Okuma ve/veya anlama özürlü kişilerin kafasını bazı sorularla önce bulandıran ve ondan sonra “dübür” diye sunduğu tahrifatına başlayan bu kişi ile ciddi bir tartışma yapmak mümkün değil. Örneğin, yukarıda kendini yüksekte görüp övündükten sonra şu soruyu yöneltiyor:
“Eğer sen ŞİRK deyimine KÖTÜ bir şey dersen 20/32 senin işini bitirir. Ama iyi bir şey dersen bu kez de 31/13 senin işini bitirir. İşte şimdi DUBUR İLMİNE HOŞGELDİN. Sevgili… : işte ŞİRK deyimine öyle bir mana bindireceksin ki bu manayı bu iki ayetin her ikisi de kabul edecek. Haydi yap.”
Aynı kelimenin bağlam içinde farklı anlam veya değerler kazandığını düşünmüyor arkadaş… “Radyoyu ÇALmak”, “Kırmızıya ÇALmak”, “Cüzdanı ÇALmak” ve “Dersine ÇALışmak” ifadelerindeki ÇAL kökü için farklı anlamlar kabul etmeyen ve her dört “ÇAL” kelimesine illa bir tek anlam vermek için “dübürlenen” kişi sonunda her dört ifadenin de anlamını bozacak bir anlam uyduracaktır. Arapçada fiil köklerinin değişik kiplere sokulduğunda anlam değişikliğine uğradığı gerçeğinden bile habersiz bu arkadaş maalesef Kuran ayetlerinin anlamında tüm samimiyetiyle büyük tahrifatlar yapıyor.

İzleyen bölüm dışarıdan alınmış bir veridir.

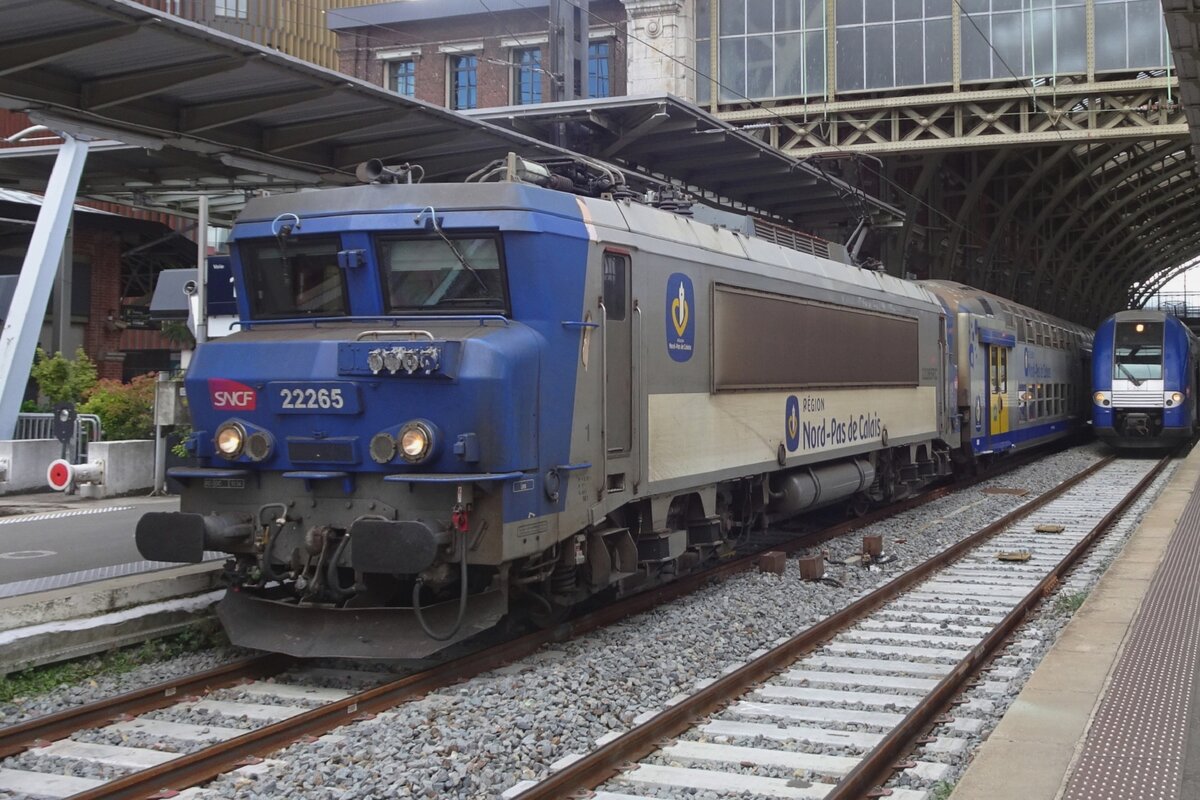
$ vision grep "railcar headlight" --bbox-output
[214,422,246,461]
[396,420,433,464]
[371,433,396,464]
[246,431,275,461]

Eşi ve benzeri olmayan, her şeye gücü yeten, hiçbir şeye muhtaç olmayan, ve her şeyin egemeni olan Allah’a ortaklar uydurmak (31:13) ile yardıma muhtaç insanların işlerinde ortaklar edinmesini (20:32) birbirine karıştıracak kadar düşünme özürlü bu kişi ve avenesi korkarım ki 47:25-27 ayetlerindeki işi yapıyorlar.

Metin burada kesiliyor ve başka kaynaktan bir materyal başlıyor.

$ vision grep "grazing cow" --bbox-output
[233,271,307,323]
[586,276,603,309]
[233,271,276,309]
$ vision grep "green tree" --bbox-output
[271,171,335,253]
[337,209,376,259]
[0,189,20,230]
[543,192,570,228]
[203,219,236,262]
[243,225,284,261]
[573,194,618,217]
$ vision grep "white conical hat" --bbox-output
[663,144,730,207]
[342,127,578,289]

teDeBbüR (ardını/sonunu, altını/üstünü hesaplayarak değerlendirmeyi, düzenlemeyi ve idare etmeyi) DüBüRünden (ardından) anlayarak aDBaRa yapan (ardını çeviren) kişiyi müDeBbbiRil Emr (işlerin ardını hesaplayarak yöneten) Rahman’a havale ediyorum.